Are you about to select a large data platform? Keep in mind that SQL isn’t the best use of Hadoop.
Our recent 16 Top Big Data Analytics Platforms collection has generated a great deal of interest and lots of comments and questions. To answer the latter, we jumped on the chance to do a Google+ Hangout with the editors of sister UBM website AllAnalytics so shall we go deeper at the topic.
The questions through the discussion (see video interview below) covered a number of the most commonly asked questions posted below our slide show — 21 comments and counting at this writing. How do you define big data analytics platforms or “big data” for that matter? What makes these “top” vendors, and are any of those platforms accessible to midmarket companies?
[ Watch InformationWeek’s Doug Henschen discuss 16 Top Big Data Analytics Platforms with the editors of AllAnalytics (below). ]

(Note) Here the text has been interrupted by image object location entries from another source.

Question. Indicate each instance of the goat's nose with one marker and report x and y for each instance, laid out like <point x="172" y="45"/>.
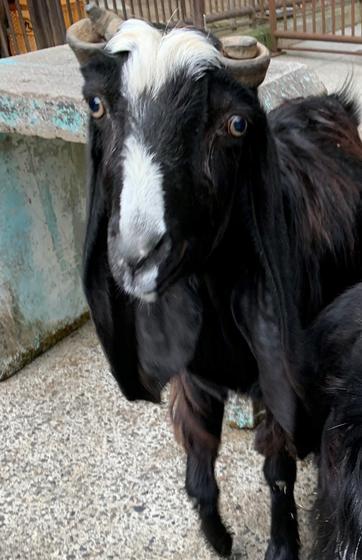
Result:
<point x="153" y="252"/>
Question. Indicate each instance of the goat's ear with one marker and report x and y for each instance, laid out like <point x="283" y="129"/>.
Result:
<point x="263" y="303"/>
<point x="112" y="312"/>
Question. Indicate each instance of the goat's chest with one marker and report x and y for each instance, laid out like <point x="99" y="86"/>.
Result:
<point x="184" y="330"/>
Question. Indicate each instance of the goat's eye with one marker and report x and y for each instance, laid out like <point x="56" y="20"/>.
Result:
<point x="96" y="107"/>
<point x="237" y="126"/>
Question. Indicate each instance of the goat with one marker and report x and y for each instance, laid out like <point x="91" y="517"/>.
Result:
<point x="215" y="235"/>
<point x="334" y="391"/>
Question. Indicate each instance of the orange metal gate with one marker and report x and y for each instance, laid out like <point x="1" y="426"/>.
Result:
<point x="337" y="21"/>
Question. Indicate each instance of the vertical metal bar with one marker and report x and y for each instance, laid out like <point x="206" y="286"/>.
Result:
<point x="333" y="17"/>
<point x="140" y="9"/>
<point x="163" y="10"/>
<point x="156" y="11"/>
<point x="285" y="16"/>
<point x="124" y="10"/>
<point x="4" y="51"/>
<point x="323" y="9"/>
<point x="148" y="10"/>
<point x="70" y="12"/>
<point x="294" y="15"/>
<point x="273" y="24"/>
<point x="11" y="25"/>
<point x="170" y="10"/>
<point x="343" y="24"/>
<point x="198" y="12"/>
<point x="79" y="9"/>
<point x="182" y="9"/>
<point x="353" y="17"/>
<point x="22" y="25"/>
<point x="57" y="21"/>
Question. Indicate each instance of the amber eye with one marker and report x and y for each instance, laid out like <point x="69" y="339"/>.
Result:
<point x="96" y="107"/>
<point x="237" y="126"/>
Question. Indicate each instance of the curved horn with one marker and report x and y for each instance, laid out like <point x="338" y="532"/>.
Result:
<point x="91" y="34"/>
<point x="246" y="59"/>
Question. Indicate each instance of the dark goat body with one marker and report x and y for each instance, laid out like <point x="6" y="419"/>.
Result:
<point x="334" y="371"/>
<point x="258" y="232"/>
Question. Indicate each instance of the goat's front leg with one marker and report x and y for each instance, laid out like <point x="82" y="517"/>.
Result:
<point x="197" y="412"/>
<point x="280" y="472"/>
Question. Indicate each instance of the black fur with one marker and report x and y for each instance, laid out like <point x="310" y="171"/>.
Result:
<point x="264" y="230"/>
<point x="335" y="373"/>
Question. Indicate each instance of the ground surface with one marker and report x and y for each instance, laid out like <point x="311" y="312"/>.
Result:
<point x="84" y="474"/>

I elaborate on these types of topics, but some new questions from AllAnalytics editors Beth Schultz and Michael Steiner sparked good conversation and 3 points worth highlighting:
SQL won’t reap the benefits of Hadoop
Many of those 16 top platform providers offer SQL-on-Hadoop options. You’ll want to take into account that SQL analysis against data on or from Hadoop would not offer the very best value you’ll be able to gain from the platform. Organizations are embracing Hadoop to exploit data they couldn’t afford to maintain before and, more importantly, to capture complex and variable data — clickstreams, log files, mobile data, social data, and more — that are not easily managed in relational database management systems (DBMSs).
You might be able to boil structured data out of an infinite collection on Hadoop for SQL analysis. However the higher value might be found with machine learning, time-series analysis, and other approaches that allow you to correlate this new data with the highly structured information you have been analyzing for years.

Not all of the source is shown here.